2) Lower education level

Education rates are fundamental to career prospects and earnings. A 1996 study by Joshua Angrist and William Evans looked at states that liberalized abortion laws before Roe vs. Wade and found that access to abortion leads to higher education rates and labor market outcomes. American University economics professor Kelly Jones used state abortion regulation data to determine that legal access to abortion for young women who became pregnant increased their level of health. education of nearly a year and their probability of completing university by about 20 percentage points. The evidence is largely driven by the impacts on young black women.

Other research by Jones and Mayra Pineda-Torres found that mere exposure to targeted restrictions on abortion providers, or TRAP laws, reduced the likelihood of young black teens attending or completing school. In turn, the low level of education affects the jobs for which women are qualified.

3) The types of jobs women will get will be more restricted

Having children dramatically affects the types of jobs women get, often steering them into part-time jobs or lower-paying jobs. As a broader abortion ban looms on the horizon, many states have already enacted TRAP laws that make it harder to get an abortion. This legislation also provided a natural experiment for researchers like Kate Bahn, chief economist of the nonprofit Washington Center for Equitable Growth, who found that women in these states were less likely to enter the professions. better paid.

“We know from a lot of previous research on the initial expansion of birth control pills and abortion care in the 1970s that when women have a little more certainty about their family planning, they just make different choices,” said Bahn told Recode.

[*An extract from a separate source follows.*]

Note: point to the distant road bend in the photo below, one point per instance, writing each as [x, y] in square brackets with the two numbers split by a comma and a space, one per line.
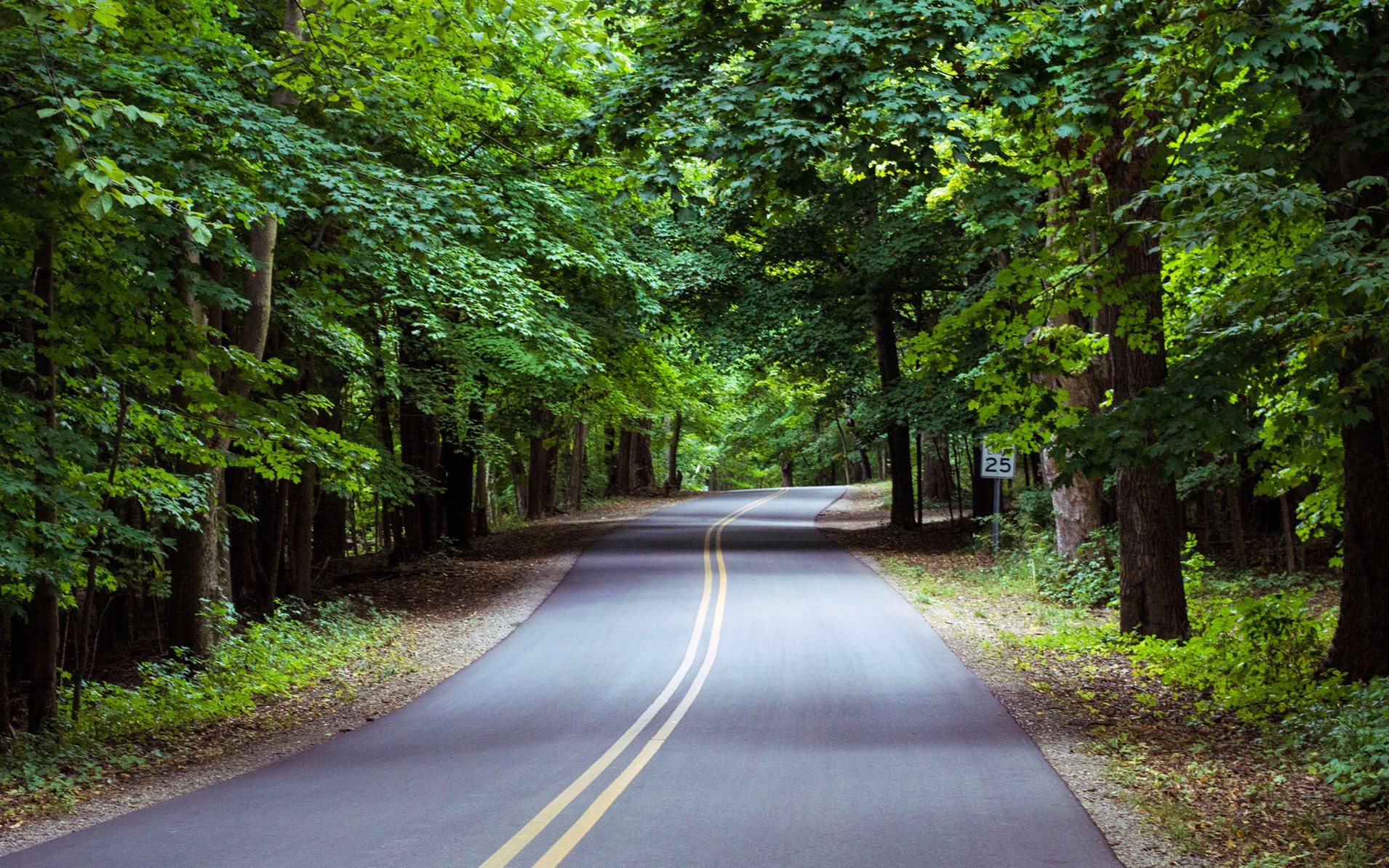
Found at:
[714, 685]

This could lead to greater occupational segregation – the overrepresentation of women in certain fields such as health care and teaching, for example – which reduces wages in these fields, even taking into account education, experience and location.

4) All of the above negatively affects income

Reducing the number of jobs women get, missing out on the labor market, getting less education – all of this hurts women’s wages, which are already lower on average than men’s.

An article by economist Ali Abboud that examined states where abortion was previously legal Roe vs. Wade found that young women who had an abortion to delay an unplanned pregnancy for just one year had an 11% increase in their hourly wages over the average. Jones’ research found that legal access to abortion for young pregnant women increased their likelihood of entering a profession by 35 percentage points.

IWPR estimates that if existing abortion restrictions were lifted, women across the United States would earn an average of $1,600 more per year. The loss of income does not only affect women who have unwanted pregnancies, but also their families and their existing children. Income, in turn, affects poverty rates not only of women who have to experience an unwanted pregnancy, but also of their existing children.

5) Lack of access to abortion limits women’s professional aspirations

Perhaps more insidiously, the lack of access to abortion seriously limits women’s hopes for their own careers. Building on her team’s research in the Turnaway study, Foster found that women who were unable to obtain a desired abortion were significantly less likely to have one-year goals related to pregnancy. employment than those who had, probably because these goals would be much more difficult to achieve. while caring for a newborn. They were also less likely to have lofty one-year or five-year goals in general.

Limiting women’s autonomy over their reproductive rights reinforces women’s unequal status in both tangible and ephemeral ways, C. Nicole Mason, IWPR President and CEO, told Recode.

“It’s a very psychic, emotional, psychological feeling – to feel and understand that my equality, my rights, are less than those of my male counterparts,” she said. “The law does it that way. The Supreme Court does so.